Prereq of reading this part is to understand the adjoin of vectors's dot product, see more: [[Complex Inner Product]]
**Example**
> When the hilbert space is $\mathbb{R}^n$, and the opearor is a real matrix, then the adjoint of matrix $A$ is $A^T$.
> When we are looking at Hilbert space $\mathbb{C}^n$, and the matrix is complex, then the adjoint is the Conjugate Transpose of the matrix, usually denoted using $A^H$. (Order of applying the conjugate or the transpose doesn't matter.)
**Self Adjoint Operator**
The adjoint of the operator is the operator itself. $A = A^*$. When matrix is real, it would be symmetric, when matrix is complex, it would be Hermitian.
---
### **Properties of Adjoin for Matrices**
* It's not hard to get from **(2)** to the following about matrices. Assume that $A\in \mathbb{C}^{m\times n}, B\in \mathbb{C}^{n\times k}$, then the following will be true:
$(AB)^H = B^HA^H$
* Some of the other propertyes of adjoint involves
$A^{-H} = (A^H)^{-1} = (A^{-1})^H$
---
### **Hermitian Matrix**
* The hermitian matrix is forms a self-adjoin Hermitian operator for the complex+ vector space.

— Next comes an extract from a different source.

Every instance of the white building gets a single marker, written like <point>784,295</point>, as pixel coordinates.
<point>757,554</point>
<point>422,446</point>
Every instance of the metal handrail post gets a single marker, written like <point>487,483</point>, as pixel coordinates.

* A Hermitian matrix has to be a square matrix, and the Conjugate Transpose of the matrix is simply itself, or it's like:
$A^H = A$
* It is implied that the matrix is a square matrix.
**Properties**:
* Eigen values are real
* Eigen vectors are orthogonal to each other
* It's Diagonalizable
**Theorem**
> Hermitian Product implies communtability
> $(AB)^H = AB \iff AB = BA$
Matrix Commutability is exactly the same as whether the matrix as a product is Hermitian matrix. Now this is obvious and it's demonstrating the property of what we showed in complex vector dot product.
**Proof**
For convenience, we denote Hermitian adjoint as $A^H$ as $A^{T*}$.
$
\begin{aligned}
(AB)^H &= (AB)
\\
\implies
(AB)^{H*}_{i, j} &= (AB)_{j,i}
\\
(AB)^{H}_{i, j} &= (AB)^*_{j,i}
\\
(AB)^{T*} &= (AB)^*_{j, i}
\\
(B^TA^T)_{i, j}^* &= (AB)^*_{j, i}
\\
(BA)_{j, i}^* &= (AB)_{j, i}^*
\\
(BA)_{j, i} &= (AB)_{j, i}
\end{aligned}
$
The process is reversible, hence the relation is iff for the original theorem statement.
---
### **Properties with Proofs**
> Eigen Values of a Hermitian Adjoin is real. (P1)
Assume: $Ax = \lambda x$ and $\lambda \neq 0$
$(Ax)^Hx = (x^HAx)^*$
$
x^HA^Hx = x^HAx = (x^HAx)^*
$
$
\lambda\Vert x\Vert_2^2 = \lambda^*\Vert x\Vert^2_2
$
Which is giving us:
$
\lambda \in \mathbb{R}
$
Because Norm of vector are always real and the conjugate of the eigen values is itself. $\blacksquare$
> A Hermitian Adjoint has Orthogonal Eigen Vectors given that the corresponding eigen values are not and they are different.
Assuming that we have 2 eigen vectors that share distinct eigen values, $Ax = \alpha x$ and $Ay =\beta y$ then consider the following:
$
x^HAy = ((Ay)^Hx)^*
$
$
x^HAy = (y^HAx)^*
$
$
\beta x^Hy = \alpha (y^Hx)^* = \alpha(x^Hy)
$
Using the previous (P1), and the assumption that eigen values are distinct, then it must be the case that $(y^Hx) = 0$. $\blacksquare$
> A Hermitian adjoint is diagonalizable.
Refers to: [[Schur Decomposition]], where it proves the spectral theorem.